L'assemblea di condominio può decidere di non far riparare l'antenna condominiale che necessita d'interventi conservativi?
Alla domanda, in sostanza, ha risposto la Cassazione in una causa che è stata decisa con la sentenza n. 144 del 12 gennaio 2012. La pronuncia, come si suole dire, è l'unica nota in tal senso in materia di antenne condominiali, ma vale comunque la pena dar conto del ragionamento degli ermellini.
In quel caso l'assemblea aveva deciso di non installare e di non adeguare l'antenna centralizzata.
Da questa decisione è partito un contenzioso giudiziario che, come detto, è arrivato fino alla Corte di legittimità.

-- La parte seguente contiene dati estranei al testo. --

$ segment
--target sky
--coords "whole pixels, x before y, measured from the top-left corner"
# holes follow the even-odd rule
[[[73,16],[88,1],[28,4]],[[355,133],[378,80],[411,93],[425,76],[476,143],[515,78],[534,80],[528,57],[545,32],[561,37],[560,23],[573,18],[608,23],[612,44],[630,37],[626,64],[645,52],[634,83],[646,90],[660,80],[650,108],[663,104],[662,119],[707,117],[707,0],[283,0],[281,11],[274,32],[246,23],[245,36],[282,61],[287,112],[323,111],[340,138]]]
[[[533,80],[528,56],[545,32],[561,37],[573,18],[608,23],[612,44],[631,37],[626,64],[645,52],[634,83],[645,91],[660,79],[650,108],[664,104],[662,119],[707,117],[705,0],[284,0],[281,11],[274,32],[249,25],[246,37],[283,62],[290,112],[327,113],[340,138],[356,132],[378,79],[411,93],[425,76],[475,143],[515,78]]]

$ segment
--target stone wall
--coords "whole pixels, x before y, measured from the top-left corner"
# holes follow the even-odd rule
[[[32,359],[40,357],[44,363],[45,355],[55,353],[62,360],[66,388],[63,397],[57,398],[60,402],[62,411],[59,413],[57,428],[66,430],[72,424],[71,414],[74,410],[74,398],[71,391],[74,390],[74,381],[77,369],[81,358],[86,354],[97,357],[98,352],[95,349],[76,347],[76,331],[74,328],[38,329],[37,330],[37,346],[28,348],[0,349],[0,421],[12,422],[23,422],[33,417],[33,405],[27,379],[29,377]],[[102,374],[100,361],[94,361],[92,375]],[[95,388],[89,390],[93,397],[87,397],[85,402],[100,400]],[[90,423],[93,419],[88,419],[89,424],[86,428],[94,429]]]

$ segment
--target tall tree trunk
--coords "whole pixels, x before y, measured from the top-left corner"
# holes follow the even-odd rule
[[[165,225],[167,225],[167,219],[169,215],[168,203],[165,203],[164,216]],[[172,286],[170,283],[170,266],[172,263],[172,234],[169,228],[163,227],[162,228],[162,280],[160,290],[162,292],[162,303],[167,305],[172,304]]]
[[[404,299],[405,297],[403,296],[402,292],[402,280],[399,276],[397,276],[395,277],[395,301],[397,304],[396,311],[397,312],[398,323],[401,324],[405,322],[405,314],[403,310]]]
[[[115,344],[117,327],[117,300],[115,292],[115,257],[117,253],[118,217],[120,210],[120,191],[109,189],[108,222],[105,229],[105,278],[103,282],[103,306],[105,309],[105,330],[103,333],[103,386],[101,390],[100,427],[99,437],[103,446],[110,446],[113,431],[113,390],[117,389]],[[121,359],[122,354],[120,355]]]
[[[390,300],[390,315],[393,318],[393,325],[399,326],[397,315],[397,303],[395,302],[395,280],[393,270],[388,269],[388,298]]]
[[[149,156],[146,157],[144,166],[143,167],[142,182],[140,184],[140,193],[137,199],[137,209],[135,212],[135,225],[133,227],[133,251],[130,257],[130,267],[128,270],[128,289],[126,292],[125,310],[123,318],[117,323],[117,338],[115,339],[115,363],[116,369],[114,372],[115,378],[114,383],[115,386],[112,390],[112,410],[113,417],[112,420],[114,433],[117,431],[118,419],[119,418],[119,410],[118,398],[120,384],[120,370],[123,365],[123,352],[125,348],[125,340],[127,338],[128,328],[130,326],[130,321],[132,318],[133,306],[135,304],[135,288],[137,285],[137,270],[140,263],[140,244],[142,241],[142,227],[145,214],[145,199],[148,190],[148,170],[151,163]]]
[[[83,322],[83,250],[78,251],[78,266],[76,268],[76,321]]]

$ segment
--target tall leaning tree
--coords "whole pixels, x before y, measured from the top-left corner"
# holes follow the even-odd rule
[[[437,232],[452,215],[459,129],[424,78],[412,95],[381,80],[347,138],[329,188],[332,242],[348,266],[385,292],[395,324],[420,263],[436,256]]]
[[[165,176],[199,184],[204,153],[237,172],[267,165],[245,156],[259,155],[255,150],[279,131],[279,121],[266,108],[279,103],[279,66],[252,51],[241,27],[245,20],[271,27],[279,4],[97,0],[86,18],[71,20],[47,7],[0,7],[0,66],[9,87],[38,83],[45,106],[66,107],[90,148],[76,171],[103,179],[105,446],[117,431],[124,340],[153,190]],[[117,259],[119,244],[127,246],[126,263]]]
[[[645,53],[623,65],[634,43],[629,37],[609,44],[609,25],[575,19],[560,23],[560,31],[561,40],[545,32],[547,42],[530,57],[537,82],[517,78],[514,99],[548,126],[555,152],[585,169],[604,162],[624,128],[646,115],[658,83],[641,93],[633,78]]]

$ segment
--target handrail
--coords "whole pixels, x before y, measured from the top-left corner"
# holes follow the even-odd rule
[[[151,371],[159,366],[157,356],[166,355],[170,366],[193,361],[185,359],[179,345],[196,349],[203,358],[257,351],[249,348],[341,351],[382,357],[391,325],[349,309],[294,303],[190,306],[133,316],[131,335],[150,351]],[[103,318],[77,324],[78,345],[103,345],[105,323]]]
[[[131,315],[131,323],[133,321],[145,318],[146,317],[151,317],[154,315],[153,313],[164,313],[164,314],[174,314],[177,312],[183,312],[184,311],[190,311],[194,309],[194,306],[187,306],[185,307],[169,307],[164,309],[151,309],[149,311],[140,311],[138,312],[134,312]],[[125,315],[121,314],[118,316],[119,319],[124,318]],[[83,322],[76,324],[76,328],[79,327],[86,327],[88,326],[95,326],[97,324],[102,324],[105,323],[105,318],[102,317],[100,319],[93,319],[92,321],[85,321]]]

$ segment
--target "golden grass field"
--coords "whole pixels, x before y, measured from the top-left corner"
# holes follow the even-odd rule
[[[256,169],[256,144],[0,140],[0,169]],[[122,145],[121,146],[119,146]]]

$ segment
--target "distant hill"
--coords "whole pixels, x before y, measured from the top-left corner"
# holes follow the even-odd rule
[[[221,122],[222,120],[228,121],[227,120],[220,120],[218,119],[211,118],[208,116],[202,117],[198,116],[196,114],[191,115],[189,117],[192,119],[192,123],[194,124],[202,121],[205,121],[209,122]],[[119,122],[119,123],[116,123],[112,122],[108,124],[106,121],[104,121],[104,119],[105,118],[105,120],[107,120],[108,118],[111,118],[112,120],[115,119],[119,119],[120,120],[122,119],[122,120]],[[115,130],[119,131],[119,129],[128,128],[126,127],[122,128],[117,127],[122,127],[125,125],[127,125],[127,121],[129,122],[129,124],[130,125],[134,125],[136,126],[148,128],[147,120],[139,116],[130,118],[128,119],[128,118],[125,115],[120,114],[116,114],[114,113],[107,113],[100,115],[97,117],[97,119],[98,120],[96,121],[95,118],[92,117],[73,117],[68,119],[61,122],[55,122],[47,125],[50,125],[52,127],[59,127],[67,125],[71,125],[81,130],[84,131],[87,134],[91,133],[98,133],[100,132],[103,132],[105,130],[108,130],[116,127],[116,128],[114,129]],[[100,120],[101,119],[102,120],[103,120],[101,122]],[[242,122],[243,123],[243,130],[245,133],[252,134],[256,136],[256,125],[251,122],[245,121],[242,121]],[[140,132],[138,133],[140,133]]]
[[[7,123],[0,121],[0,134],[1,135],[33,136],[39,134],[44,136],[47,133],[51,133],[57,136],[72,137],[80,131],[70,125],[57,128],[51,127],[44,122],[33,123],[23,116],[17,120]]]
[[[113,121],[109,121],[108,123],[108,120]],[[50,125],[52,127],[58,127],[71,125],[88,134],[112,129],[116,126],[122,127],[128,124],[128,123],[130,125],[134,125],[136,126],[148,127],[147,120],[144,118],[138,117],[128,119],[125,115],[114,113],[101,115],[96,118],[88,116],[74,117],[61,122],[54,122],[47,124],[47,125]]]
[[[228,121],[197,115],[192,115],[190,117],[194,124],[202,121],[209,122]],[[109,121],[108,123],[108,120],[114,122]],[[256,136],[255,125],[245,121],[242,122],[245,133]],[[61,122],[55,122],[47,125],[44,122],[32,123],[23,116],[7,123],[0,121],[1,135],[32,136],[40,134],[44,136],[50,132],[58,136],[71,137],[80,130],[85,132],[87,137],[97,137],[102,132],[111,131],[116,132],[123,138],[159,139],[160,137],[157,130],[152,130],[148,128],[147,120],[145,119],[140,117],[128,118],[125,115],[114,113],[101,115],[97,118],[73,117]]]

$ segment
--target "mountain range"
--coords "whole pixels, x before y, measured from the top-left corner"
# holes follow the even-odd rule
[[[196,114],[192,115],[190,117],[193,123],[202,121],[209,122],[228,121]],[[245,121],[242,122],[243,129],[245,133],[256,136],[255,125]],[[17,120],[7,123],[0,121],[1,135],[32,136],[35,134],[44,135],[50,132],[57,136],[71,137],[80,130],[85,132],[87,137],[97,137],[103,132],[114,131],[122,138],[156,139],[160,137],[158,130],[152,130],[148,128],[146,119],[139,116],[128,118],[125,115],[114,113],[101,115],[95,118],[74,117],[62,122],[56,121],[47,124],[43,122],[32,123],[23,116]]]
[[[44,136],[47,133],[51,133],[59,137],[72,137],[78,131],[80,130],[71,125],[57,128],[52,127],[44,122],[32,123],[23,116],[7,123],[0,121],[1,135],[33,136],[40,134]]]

Secondo gli ermellini l'antenna centralizzata per la ricezione di canali televisivi pur essendo cosa comune ai sensi dell'art. 1117, n.3 c.c., non costituisce ex se bene comune, se non in quanto idonea a soddisfare l'interesse dei condomini a fruire del relativo servizio condominiale.
La volontà collettiva, regolarmente espressa in assemblea, volta ad escludere siffatto uso, non si pone, pertanto, come contraria al diritto dei singoli condomini sul bene comune, perché quest'ultimo è tale finché assolva, a beneficio di tutti i partecipanti, la sua funzione; e questa, a sua volta, rientra nella signoria dell'assemblea, la quale come può attuarla istituendo il relativo servizio comune, così può sopprimerla con l'unico limite di non incidere sulle proprietà esclusive, cioè sulle parti dell'impianto di proprietà individuale (Cass. 12 gennaio 2012 n. 144).
Nel caso sottoposto al suo esame, conclude la Corte, non si è trattato di impedire il godimento individuale di un bene comune, ma di non dar luogo ad un servizio la cui attivazione o prosecuzione non può essere imposta dal singolo partecipante per il solo fatto di essere comproprietario delle cose che ne costituiscono l'impianto materiale (Cass. 12 gennaio 2012 n. 144).
L'antenna, come qualunque altro bene comune, necessita d'interventi manutentivi connessi all'uso o comunque di opere necessarie per mantenerne il corretto funzionamento in relazione all'evoluzione tecnologica.
In entrambi i casi, in assenza di patto contrario, le spese devono essere ripartite tra i condòmini in base ai millesimi di proprietà (art. 1123, primo comma, c.c.).
Che cosa accade, invece, nel caso di spese sull'impianto effettuate direttamente e senza nessun preavviso dal singolo condomino?
Il caso è ricorrente in quei condominii nie quali, formalmente, non si è costituita la compagine (es. perché non è obbligatoria la nomina dell'amministratore) o più semplicemente perché il singolo comproprietario ha deciso d'agire di propria iniziativa.
Al riguardo la norma di riferimento è l'art. 1134 c.c. che le Sezioni Unite della Suprema Corte di Cassazione (cfr. sent. n. 2046/06) hanno ritenuto applicabile anche al così detto condominio minimo (quello con due soli partecipanti).
A mente di tale disposizione il condomino che ha sostenuta delle spese per le cose comuni senza autorizzazione dell'amministratore o dell'assemblea non ha diritto al rimborso, salvo che si tratti di spesa urgente; spetta a chi ha effettuato la spesa dimostrarne l'urgenza, ossia fornire prova che v'era la necessità di effettuare la spese in questione senza ritardo e, quindi, senza poter avvertire in tempo utile l'amministratore e gli altri condomini.
A tal fine va considerata urgente la spesa la cui erogazione non può essere differita senza danno o pericolo, fino a quando l'amministratore o l'assemblea dei condomini possano utilmente provvedere (così Trib. Bologna 11 marzo 2010 n. 670). Una valutazione da effettuare, sostanzialmente, caso per caso.
Come devono comportarsi i condomini e l'amministratore che non riconoscono tale urgenza?
La soluzione al quesito è immediata: potranno rifiutare di pagare la loro quota parte specificando che il costo non rientra tra quelli rimborsabili ai sensi dell'art. 1134 c.c.
Spetterà al comproprietario che ha effettuato la spesa dimostrare, eventualmente anche in giudizio, il contrario, vale a dire l'urgenza e la necessità che l'hanno portato ad agire in quel modo.